Standard methods for indirect comparisons¹ and network meta-analysis² (NMA) (see Dias et al.³ for a comprehensive guide) are based on aggregate data, and assume that the distributions of effect-modifying variables do not differ between studies. Methods that relax this assumption to form “population-adjusted indirect comparisons” are becoming increasingly common for submissions to reimbursement agencies, such as the National Institute for Health and Care Excellence (NICE). Ideally, we would have individual patient data (IPD) from all studies to fully adjust for patient differences using network meta-regression, as aggregate data network meta-regression has low power to detect or adjust for covariates and is susceptible to ecological bias.^4,5 However, it is rarely the case that full IPD are available. In particular, a very common scenario is when a company has IPD on its own trial but only published aggregate data on their competitor’s trial, typically consisting of average treatment effects and summary patient characteristics (e.g., mean and standard deviation for continuous characteristics, and proportions for binary/categorical). Population adjustment methods use the available IPD to adjust for between-trial imbalances in the distribution of observed covariates. These methods cannot adjust for differences in, for example, treatment administration, co-treatments, or treatment switching, as these are perfectly confounded with treatment. We focus on 2 recently proposed methods: Matching-Adjusted Indirect Comparison (MAIC)^6–8 and Simulated Treatment Comparison (STC).^7,9 MAIC and STC are not the only possible approaches to population adjustment; we outline some alternatives in the discussion.
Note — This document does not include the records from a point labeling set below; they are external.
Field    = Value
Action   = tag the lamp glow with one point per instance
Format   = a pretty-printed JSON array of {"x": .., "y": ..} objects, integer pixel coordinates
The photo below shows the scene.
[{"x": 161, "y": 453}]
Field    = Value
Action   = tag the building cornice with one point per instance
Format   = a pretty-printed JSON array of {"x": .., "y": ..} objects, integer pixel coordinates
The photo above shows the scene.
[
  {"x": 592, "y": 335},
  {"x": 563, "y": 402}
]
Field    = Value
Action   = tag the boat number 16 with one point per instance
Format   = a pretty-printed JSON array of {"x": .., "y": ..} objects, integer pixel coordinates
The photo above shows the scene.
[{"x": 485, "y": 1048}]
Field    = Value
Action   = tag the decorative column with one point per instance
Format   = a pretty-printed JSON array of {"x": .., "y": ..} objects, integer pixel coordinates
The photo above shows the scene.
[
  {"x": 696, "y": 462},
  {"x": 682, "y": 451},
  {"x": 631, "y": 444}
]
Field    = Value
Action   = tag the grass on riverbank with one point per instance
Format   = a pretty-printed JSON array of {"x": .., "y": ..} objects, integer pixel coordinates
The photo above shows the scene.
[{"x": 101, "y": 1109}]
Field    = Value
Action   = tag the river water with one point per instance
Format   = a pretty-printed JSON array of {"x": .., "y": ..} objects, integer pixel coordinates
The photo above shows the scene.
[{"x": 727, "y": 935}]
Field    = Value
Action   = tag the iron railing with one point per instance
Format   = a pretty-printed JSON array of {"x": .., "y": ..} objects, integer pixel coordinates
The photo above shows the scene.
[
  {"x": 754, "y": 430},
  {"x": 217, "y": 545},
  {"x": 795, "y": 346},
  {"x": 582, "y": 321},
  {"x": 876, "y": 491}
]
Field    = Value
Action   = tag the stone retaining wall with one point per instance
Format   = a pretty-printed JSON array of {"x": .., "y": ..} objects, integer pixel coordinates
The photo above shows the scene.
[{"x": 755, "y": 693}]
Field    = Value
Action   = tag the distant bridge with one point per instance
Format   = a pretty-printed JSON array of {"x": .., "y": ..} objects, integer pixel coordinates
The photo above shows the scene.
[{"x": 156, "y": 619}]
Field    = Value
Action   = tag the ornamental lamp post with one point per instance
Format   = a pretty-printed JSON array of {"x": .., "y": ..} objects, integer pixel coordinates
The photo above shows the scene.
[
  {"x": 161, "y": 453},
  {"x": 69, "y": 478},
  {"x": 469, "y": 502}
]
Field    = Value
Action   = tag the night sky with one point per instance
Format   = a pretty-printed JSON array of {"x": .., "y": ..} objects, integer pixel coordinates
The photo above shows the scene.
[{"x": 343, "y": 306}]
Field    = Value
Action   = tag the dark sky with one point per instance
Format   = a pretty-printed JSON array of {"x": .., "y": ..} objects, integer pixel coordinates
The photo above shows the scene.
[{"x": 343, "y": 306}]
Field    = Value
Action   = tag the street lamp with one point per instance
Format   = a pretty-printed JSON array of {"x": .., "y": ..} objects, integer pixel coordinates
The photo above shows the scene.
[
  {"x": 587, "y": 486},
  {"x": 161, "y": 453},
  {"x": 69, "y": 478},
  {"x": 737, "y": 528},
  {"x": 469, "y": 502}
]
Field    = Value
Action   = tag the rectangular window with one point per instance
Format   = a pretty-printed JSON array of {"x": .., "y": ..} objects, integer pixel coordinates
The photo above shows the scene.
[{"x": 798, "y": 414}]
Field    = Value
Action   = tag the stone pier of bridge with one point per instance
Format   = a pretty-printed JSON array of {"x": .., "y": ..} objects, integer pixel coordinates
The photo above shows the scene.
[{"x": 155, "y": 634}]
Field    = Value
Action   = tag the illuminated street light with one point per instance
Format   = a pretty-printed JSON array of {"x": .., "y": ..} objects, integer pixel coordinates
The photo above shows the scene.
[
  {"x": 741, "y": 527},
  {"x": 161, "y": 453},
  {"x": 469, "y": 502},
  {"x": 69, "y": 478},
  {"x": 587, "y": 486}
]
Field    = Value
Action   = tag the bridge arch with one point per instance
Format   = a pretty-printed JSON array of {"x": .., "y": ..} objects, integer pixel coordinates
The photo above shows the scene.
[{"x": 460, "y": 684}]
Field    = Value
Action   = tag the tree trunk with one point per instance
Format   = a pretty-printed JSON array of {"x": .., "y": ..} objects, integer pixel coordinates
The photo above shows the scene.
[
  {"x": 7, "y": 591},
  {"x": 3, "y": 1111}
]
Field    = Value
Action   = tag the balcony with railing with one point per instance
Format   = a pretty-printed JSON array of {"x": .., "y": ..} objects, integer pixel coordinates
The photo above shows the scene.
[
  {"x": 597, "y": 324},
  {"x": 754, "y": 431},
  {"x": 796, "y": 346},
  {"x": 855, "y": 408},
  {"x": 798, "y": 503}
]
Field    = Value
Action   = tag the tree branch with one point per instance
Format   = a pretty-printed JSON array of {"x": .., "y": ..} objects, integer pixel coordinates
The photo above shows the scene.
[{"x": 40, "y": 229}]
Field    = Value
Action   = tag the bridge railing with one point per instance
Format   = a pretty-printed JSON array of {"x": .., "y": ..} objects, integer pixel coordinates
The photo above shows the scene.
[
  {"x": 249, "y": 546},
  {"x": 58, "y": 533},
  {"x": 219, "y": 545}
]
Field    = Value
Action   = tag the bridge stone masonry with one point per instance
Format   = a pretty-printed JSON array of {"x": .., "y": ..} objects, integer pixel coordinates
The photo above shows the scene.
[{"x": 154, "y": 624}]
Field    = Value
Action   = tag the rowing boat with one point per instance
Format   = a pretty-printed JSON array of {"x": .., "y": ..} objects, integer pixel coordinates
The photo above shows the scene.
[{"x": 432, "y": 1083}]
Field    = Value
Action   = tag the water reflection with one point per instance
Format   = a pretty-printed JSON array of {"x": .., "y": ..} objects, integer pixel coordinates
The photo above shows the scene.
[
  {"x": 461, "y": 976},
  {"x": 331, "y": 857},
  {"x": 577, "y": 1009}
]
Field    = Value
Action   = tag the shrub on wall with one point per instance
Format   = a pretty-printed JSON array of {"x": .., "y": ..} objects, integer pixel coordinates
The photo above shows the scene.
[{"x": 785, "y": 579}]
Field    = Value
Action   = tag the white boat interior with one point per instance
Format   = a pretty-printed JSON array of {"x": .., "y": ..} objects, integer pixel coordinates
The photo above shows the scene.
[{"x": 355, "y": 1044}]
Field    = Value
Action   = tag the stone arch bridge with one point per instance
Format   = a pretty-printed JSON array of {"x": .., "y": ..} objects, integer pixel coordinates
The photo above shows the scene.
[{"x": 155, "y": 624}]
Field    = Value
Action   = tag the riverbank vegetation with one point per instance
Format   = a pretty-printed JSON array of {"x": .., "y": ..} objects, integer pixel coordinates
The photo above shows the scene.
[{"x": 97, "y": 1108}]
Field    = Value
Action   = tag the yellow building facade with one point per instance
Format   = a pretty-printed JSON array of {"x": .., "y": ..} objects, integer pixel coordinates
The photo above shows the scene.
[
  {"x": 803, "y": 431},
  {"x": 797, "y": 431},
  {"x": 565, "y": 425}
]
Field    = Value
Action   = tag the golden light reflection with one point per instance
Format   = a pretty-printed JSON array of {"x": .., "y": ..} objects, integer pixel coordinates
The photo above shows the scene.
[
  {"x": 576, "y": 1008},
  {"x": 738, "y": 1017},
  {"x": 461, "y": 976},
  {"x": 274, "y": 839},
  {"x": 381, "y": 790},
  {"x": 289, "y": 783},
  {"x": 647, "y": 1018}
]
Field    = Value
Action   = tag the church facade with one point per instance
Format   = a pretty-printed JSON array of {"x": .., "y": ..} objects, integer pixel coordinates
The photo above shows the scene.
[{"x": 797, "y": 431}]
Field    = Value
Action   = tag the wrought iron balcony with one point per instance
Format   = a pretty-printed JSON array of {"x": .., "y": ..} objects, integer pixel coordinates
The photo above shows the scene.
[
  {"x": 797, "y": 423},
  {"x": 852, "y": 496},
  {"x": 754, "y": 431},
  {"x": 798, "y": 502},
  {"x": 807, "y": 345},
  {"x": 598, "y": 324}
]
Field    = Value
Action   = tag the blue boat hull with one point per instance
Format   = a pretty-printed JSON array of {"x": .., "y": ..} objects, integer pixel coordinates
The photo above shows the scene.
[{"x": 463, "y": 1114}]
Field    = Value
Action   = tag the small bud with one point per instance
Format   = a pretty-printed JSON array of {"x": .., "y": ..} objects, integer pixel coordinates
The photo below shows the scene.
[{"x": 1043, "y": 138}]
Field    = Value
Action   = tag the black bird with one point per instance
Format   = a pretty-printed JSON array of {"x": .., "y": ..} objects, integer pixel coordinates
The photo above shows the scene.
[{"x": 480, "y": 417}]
This paper is based on a Technical Support Document prepared for the NICE Decision Support Unit, available from http://www.nicedsu.org.uk/.¹⁰ We begin by introducing the population adjustment scenario. We then describe MAIC and STC in detail, and clearly set out their assumptions and properties. We propose the shared effect modifier assumption which, if justified, may be used to transport indirect comparisons into any target population. Recommendations on the use of population adjustment methods in technology appraisal are then given, with a particular focus on reproducibility, consistency, and transparency, whilst minimizing bias and maximizing precision.

Overview of the Problem

We focus exposition on a simple indirect comparison between 2 treatments based on 2 studies; although, our recommendations and many of the methods are generalizable to comparisons involving more treatments or studies.¹⁰ We distinguish between population adjustment methods to make “anchored” indirect comparisons, where the evidence is connected by a common comparator, and “unanchored” indirect comparisons, where the evidence is disconnected due to a lack of a common comparator or single-arm studies. We begin by describing the anchored scenario; the unanchored scenario then follows simply (albeit, with very different assumptions; see the overview in the following section). We make a clear and necessary distinction between prognostic variables and effect modifiers: prognostic variables are covariates that affect the outcome whereas effect modifiers (also known as predictive variables¹¹) are covariates that alter the effect of treatment as measured on a given scale. Effect modifiers are not necessarily also prognostic variables, and may be specific to each treatment. Effect modifier status on one scale does not necessarily imply effect modifier status on another scale. We assume internal validity of the studies included in the analysis, so that the studies provide unbiased estimates of treatment effects in their respective sample populations.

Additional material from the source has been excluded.